SDC RPC to Kafka

The SDC RPC to Kafka origin reads data from one or more SDC RPC destinations and writes it immediately to Kafka. Use the SDC RPC to Kafka origin in an SDC RPC destination pipeline.

Use the SDC RPC to Kafka origin when you have multiple SDC RPC origin pipelines with data that you want to write to Kafka without additional processing.

Like the SDC RPC origin, the SDC RPC to Kafka origin reads data from an SDC RPC destination in another pipeline. However, the SDC RPC to Kafka origin is optimized to write data from multiple pipelines directly to Kafka. When you use this origin, you cannot perform additional processing before writing to Kafka.

Here is an example of the recommended architecture for using the SDC RPC to Kafka origin:

When you configure the SDC RPC to Kafka origin, you define the port that the origin listens to for data, the SDC RPC ID, the maximum number of concurrent requests, and maximum batch request size. You can also configure SSL/TLS properties, including default transport protocols and cipher suites.

You also need to configure connection information for Kafka, including the broker URI, topic to write to, and maximum message size. You can add Kafka configuration properties and enable Kafka security as needed.

Pipeline Configuration

When you use an SDC RPC to Kafka origin in a pipeline, connect the origin to a Trash destination.

The SDC RPC to Kafka origin writes records directly to Kafka. The origin does not pass records to its output port, so you cannot perform additional processing or write the data to other destination systems.

However, since a pipeline requires a destination, you should connect the origin to the Trash destination to satisfy pipeline validation requirements.

A pipeline with the SDC RPC to Kafka origin should look like this:

Concurrent Requests

You can specify the maximum number of requests the SDC RPC to Kafka origin handles at one time.

An SDC RPC destination in an origin pipeline sends a request to the SDC RPC to Kafka origin when it wants to pass a batch of data to the origin. If you have one origin pipeline passing data to the SDC RPC to Kafka origin, you can set the maximum number of concurrent requests to 1 because the destination processes one batch of data at a time.

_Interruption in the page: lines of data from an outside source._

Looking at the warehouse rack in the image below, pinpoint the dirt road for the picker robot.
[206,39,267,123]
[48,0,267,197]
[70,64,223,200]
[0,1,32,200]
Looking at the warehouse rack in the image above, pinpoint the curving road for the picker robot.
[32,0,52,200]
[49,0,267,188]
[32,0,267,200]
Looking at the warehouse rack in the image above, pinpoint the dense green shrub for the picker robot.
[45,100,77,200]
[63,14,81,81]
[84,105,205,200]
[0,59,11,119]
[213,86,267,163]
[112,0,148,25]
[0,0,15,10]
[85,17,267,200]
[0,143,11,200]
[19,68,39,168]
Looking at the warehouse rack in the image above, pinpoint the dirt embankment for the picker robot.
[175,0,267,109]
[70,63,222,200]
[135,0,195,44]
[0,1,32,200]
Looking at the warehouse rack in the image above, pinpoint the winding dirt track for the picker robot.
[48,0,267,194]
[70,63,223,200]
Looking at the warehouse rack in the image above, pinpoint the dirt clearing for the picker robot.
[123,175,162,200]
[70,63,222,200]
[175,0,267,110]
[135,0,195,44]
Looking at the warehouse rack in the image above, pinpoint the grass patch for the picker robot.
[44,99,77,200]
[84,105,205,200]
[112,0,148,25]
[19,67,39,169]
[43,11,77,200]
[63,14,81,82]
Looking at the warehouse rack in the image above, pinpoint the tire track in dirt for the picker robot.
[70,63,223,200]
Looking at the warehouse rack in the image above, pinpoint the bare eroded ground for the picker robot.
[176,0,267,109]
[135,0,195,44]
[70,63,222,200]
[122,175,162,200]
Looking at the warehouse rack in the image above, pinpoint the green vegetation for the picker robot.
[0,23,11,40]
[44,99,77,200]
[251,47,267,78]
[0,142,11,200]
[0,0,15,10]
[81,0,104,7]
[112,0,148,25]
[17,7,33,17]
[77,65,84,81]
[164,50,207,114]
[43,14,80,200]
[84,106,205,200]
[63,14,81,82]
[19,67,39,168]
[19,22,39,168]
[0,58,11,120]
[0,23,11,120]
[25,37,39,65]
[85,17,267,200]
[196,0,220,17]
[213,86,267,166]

Typically, you would have more than one pipeline passing data to this origin. In this case, you should assess the number of origin pipelines, the expected output of the pipelines, and the resources of the Data Collector machine, and then tune the property as needed to improve pipeline performance.

For example, if you have 100 origin pipelines passing data to the SDC RPC to Kafka origin, but the pipelines produce data slowly, you can set the maximum to 20 to prevent these pipelines from using too much of the Data Collector resources during spikes in volume. Or, if the Data Collector has no resource issues and you want it to process data as quickly as possible, you can set the maximum to 90 or 100. Note that the SDC RPC destination also has advanced properties for retry and back off periods that can be used help tune performance.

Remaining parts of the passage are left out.